Trump easily carried Kentucky in his run for the White House in 2016 and his failed reelection campaign in 2020, and continues to hold considerable sway among Republicans in the Commonwealth.

“Whatever may or will be said about him, for four years he brought America, the United States, our country back to being the real business of American public life,” Craft said of Trump. “He reasserted the vital element of our national destiny: that America’s values are what made America.”

Following the script from the Trump political playbook, Craft touted American exceptionalism and plunged into the culture wars, referring to critical race theory as “destructive” and something that “does not belong in our schools.”

“And today in our schools and universities, in some of our largest corporations and communications empires, all focus on America’s faults,” Craft said. “To them, the one country in the world that is the first choice of immigrants of every nation, creed and color is ‘systemically racist.’”

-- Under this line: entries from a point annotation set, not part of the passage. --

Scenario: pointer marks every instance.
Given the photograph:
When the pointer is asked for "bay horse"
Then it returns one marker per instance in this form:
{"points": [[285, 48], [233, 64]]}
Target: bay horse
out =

“The ‘woke’ brigade despises America and America’s history and America’s heroes,” she said, adding: “Here in Kentucky, we don’t accept any of that.”

She took a swipe at Beshear, without mentioning him by name, for the virus-related restrictions he ordered to combat the spread of COVID-19. She claimed that “under the cover of this pandemic” he was “shrinking our freedoms and assuming a greater and greater control over how we live.”

Beshear lifted pandemic-related restrictions on businesses and gatherings in June. Kentucky has had fewer COVID-19 cases and deaths than some of its neighboring states, which took a less aggressive approach, and Beshear has said his tactics saved lives. Kentucky’s economy has rebounded and is now surging in many measures.

About 175 people gathered indoors for the Republican dinner Friday night, and few, if any, of them were wearing masks, according to the Lexington Herald-Leader. Kentucky is being hit by its highest number of coronavirus cases in months, fueled by the highly contagious delta variant.

If Craft enters the Kentucky gubernatorial race, she would have the advantage of being able to tap into her family’s wealth to bankroll her campaign.

In her speech, she said her diplomatic experience prepared her for whatever is next.

“I don’t have any regrets about jumping into the real arena,” she said. “Sitting behind the placard that reads UNITED STATES, protecting America’s taxpayers, Kentucky’s taxpayers, demanding transparency and accountability. It will make me stronger for my future that I did.”

And while traveling the globe as a diplomat, she said she realized again that “you may leave Kentucky for a little while, but Kentucky never leaves you.”

The Associated Press contributed to this report.